Tout dépend du handicap et du niveau dépendance de la personne car « les femmes sont autonomes dans l'hébergement, l'association n'intervient pas au quotidien », a ainsi expliqué Nathalie Fretillet. La question du secret d'adresse, dont peut être assortie une ordonnance de protection, se pose aussi quand des professionnels interviennent à domicile.

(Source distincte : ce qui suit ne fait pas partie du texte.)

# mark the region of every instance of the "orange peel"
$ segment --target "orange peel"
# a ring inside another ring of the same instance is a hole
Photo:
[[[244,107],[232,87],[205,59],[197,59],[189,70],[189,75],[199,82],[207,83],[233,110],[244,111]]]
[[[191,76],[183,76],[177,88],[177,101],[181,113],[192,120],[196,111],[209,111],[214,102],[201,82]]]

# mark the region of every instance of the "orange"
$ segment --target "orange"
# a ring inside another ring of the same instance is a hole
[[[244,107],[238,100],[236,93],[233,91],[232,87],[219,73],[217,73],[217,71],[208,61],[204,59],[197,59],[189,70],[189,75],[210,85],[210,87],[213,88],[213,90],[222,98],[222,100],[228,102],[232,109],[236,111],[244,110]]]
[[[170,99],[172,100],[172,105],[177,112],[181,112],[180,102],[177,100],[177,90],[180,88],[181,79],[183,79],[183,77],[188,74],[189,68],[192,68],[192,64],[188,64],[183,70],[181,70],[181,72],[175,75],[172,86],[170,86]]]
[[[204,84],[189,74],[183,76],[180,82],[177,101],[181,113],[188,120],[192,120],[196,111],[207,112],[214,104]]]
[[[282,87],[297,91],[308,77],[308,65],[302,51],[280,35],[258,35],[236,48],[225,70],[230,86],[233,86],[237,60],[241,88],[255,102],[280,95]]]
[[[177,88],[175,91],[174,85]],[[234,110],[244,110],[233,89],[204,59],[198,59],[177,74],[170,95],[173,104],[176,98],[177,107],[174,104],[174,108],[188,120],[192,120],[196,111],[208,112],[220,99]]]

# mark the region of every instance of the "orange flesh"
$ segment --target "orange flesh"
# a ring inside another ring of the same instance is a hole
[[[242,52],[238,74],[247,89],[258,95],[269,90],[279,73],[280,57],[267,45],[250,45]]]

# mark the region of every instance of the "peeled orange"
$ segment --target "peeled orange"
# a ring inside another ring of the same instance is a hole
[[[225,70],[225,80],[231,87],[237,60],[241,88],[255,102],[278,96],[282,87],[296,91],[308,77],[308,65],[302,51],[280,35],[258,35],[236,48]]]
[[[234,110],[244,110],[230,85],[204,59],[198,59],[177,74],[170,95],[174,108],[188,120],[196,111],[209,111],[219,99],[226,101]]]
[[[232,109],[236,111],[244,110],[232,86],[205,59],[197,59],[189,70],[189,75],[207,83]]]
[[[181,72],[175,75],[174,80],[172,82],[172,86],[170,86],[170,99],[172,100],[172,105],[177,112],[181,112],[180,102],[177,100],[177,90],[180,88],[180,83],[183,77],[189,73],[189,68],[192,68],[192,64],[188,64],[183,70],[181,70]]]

La problématique de l'accessibilité est aussi centrale, qu'il s'agisse des centres d'hébergement d'urgence, des commissariats et brigades de gendarmerie ou des palais de justice.
Changer le regard de la société
De façon plus générale, les témoignages qui se sont succédé ont rappelé que le changement de perception des femmes handicapées est un préalable à la fin des violences.
« Ce qui est extrêmement important, c'est le regard social : le regard invalidant vis-à-vis de l'autre », a notamment expliqué Lise Poirier Courbet, psychologue et membre de FDFA, qui perçoit ces préjugés comme « une double peine ».
Un sentiment partagé par Claire Desaint, qui estime que « changer le regard sur les femmes en situation de handicap est la meilleure prévention des violences ».